Chill out - I wasn't insulting your beloved AMD, I was just explaining why increasing the number of transistors neccesarily leads to a larger die size
A more modular design will always come with a related cost in transistors, since an increased amount of control logic is required to connect the various modular units efficiently (I'll explain this in more depth shortly). The reason for taking a more modular approach is, as always, to improve scalability (e.g. to allow you to increase the number of SPs while maintaining as close to a linear performance increase as you can). This idea of increased modularity improving scalability is a general data-flow efficiency concept that reaches far outside the design of semiconductors.
---------
Anyway, getting back to why a more modular design costs extra transistors: Cypress and Barts both have two "RPEs" (render and processing engines), which are a modular block of SIMDs, TMUs, local cache and data-share logic (see pic below). Each of these has its own dispatch processor and modular cache. To link the two RPEs, a "global data share" is required, which like anything else on the die, costs transistors. My understanding is that Cayman has
three RPEs (up from two on Barts and Cypress). To link the three blocks it is neccesary to
at least increase the amount of "global data share" logic by a factor of two (one data share to link block1 to block2, and one to link block2 to block3). So, you're seeing a 50% increase in the number of RPEs for a 100% increase in the number of transistors that connect them.

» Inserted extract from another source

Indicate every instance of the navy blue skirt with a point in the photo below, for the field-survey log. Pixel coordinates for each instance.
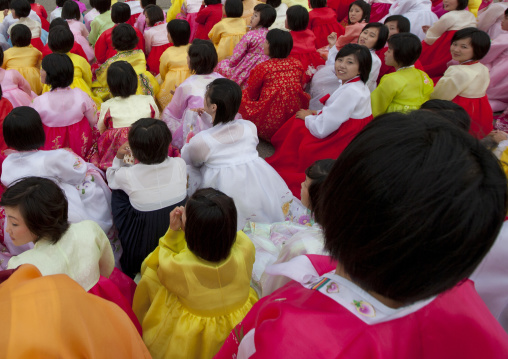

Secondly: Consider that, in comparison to Cypress, each SPU now only has 4 SPs instead of 5. Each SPU has associated with it some control logic to link it to the rest of the SIMD core. So, in Cypress you have five SPs for every chunk of control logic, whereas in Cayman you have four. So, for a fixed total number of SPs (say 1600) you have more pieces of local (intra-SIMD) control logic in the Cayman design than in Cypress (400 instead of 320).
[Barts core]
I'm not going to argue rumour-by-rumour, they change every day. As I understand it, Cayman has (natively) 1680 SPs, 96TMUs, and 48ROPs, arranged into three RPEs (with 560SP/32TMU/16ROP in each RPE - just like Barts). Perhaps if the rumours of yield issues are correct then we could see some of the SIMD cores disabled to account for manufacturing errors (which could account for the 1536 number), but deactivating these clusters would not reduce the overall die size.
I said that there is a strict limit on the number of TRANSISTORS you can fit in a given area on a given process, not "shaders". But there is no dramatic change in the architecture from Cypress to Caymann, and so no reason that transistor density will have improved dramatically either. It's also very reasonable to assume that the transistor density will continue to be better than Nvidia's GTX580 (since their architecture has not changed dramatically either).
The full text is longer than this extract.